While CDK phosphorylation of EZH2 at T350 augments EZH2-mediated H3K27me3 in proliferating cells,25,26 EZH2 is also functional in resting cells.31 Activation of p38α in differentiating muscle satellite cells promotes cell cycle arrest and inhibits proliferation.31 Concordance with the essential role of CDKs in activation of EZH2 in cells,25 many muscle genes that are PRC2 targets are expectedly derepressed in non-proliferating myotubes.31 However, activation of p38 signaling seems to specifically direct PRC2 to repress genes that are typically downregulated during muscle differentiation, such as Pax7.31 This effect of p38 is mediated by p38 phosphorylation of EZH2 at T372 and by T372 phosphorylationenhanced interaction of PRC2 and YY1.31 While activation of most PRC2 target genes inhibits cell proliferation, expression of Pax7 is important for satellite cell proliferation,31 suggesting that Pax7 is a ‘noncanonical’ PRC2 target gene.
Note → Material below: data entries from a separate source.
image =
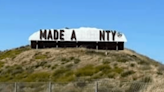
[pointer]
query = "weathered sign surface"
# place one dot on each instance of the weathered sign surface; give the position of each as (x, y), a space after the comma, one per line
(92, 37)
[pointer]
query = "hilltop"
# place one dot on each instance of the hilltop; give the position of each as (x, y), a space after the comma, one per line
(66, 65)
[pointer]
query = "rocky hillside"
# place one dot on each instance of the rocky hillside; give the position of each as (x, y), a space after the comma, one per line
(68, 65)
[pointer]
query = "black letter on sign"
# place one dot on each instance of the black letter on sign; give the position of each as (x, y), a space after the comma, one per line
(73, 35)
(61, 31)
(55, 34)
(43, 34)
(102, 35)
(113, 34)
(49, 35)
(108, 35)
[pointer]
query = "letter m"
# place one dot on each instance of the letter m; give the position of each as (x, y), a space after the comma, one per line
(43, 34)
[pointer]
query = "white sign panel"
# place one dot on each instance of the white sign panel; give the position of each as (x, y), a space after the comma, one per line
(80, 34)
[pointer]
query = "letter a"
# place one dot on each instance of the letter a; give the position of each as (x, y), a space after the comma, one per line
(73, 35)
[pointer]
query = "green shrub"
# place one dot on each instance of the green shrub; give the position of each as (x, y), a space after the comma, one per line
(59, 72)
(122, 59)
(92, 52)
(65, 78)
(132, 65)
(103, 68)
(117, 70)
(72, 58)
(76, 60)
(53, 67)
(40, 56)
(127, 73)
(40, 64)
(106, 61)
(38, 77)
(12, 53)
(69, 65)
(135, 87)
(142, 62)
(111, 75)
(1, 64)
(146, 79)
(159, 73)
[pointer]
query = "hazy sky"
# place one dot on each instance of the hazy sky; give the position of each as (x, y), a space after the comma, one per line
(142, 21)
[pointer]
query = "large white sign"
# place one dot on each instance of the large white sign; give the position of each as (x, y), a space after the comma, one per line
(80, 34)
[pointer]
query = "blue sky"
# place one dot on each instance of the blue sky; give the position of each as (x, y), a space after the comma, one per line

In line with this observation, YY1, which is required for p38-mediated repression of Pax7,31 is not a general recruiter of PRC2 because there is only limited overlap of YY1 and PRC2 in mouse embryonic stem cell chromatin.35 Based on these findings, we hypothesize that in proliferating cells, CDK1 and CDK2 phosphorylates EZH2, which facilitates the interaction of PRC2 with ‘common’ recruiters such as ncRNAs and promotes H3K27me3 in the promoters of canonical PRC2 target loci. Upon cell cycle exit at certain stages of development such as in terminal differentiated muscles, CDK-mediated phosphorylation of EZH2 at T350 declines, which may trigger the disassociation of PRC2 from ncRNAs and thereby dismiss PRC2 from their canonical target loci. In contrast, environment cues from adult tissues produce tissue-specific signaling, such as activation of p38 in muscle cells. Phosphorylation of EZH2 at T372 due to p38 activation triggers the binding of PRC2 to the gene-specific recruiter YY1, thereby promoting context-dependent gene silencing in non-dividing cells.
In summary, recent findings from us and others demonstrate that EZH2 is phosphorylated at the T350 residue by CDK1 and CDK2. T350 phosphorylation is required for the effective binding of EZH2 to PRC2 target loci in cells. Accordingly, EZH2 is phosphorylated at T350 during S and G2/M phases of the cell cycle where CDK1 and CDK2 are highly activated. Thus, CDK phosphorylation of EZH2 at T350 represents a mechanism that augments EZH2 function during S and G2 phases of the cell cycle. This mechanism may play a role in preservation of cell identity by maintaining H3K27me3 marks through cell divisions.
This work is supported by funds from NIH (CA134514) and Stony Brook University School of Medicine.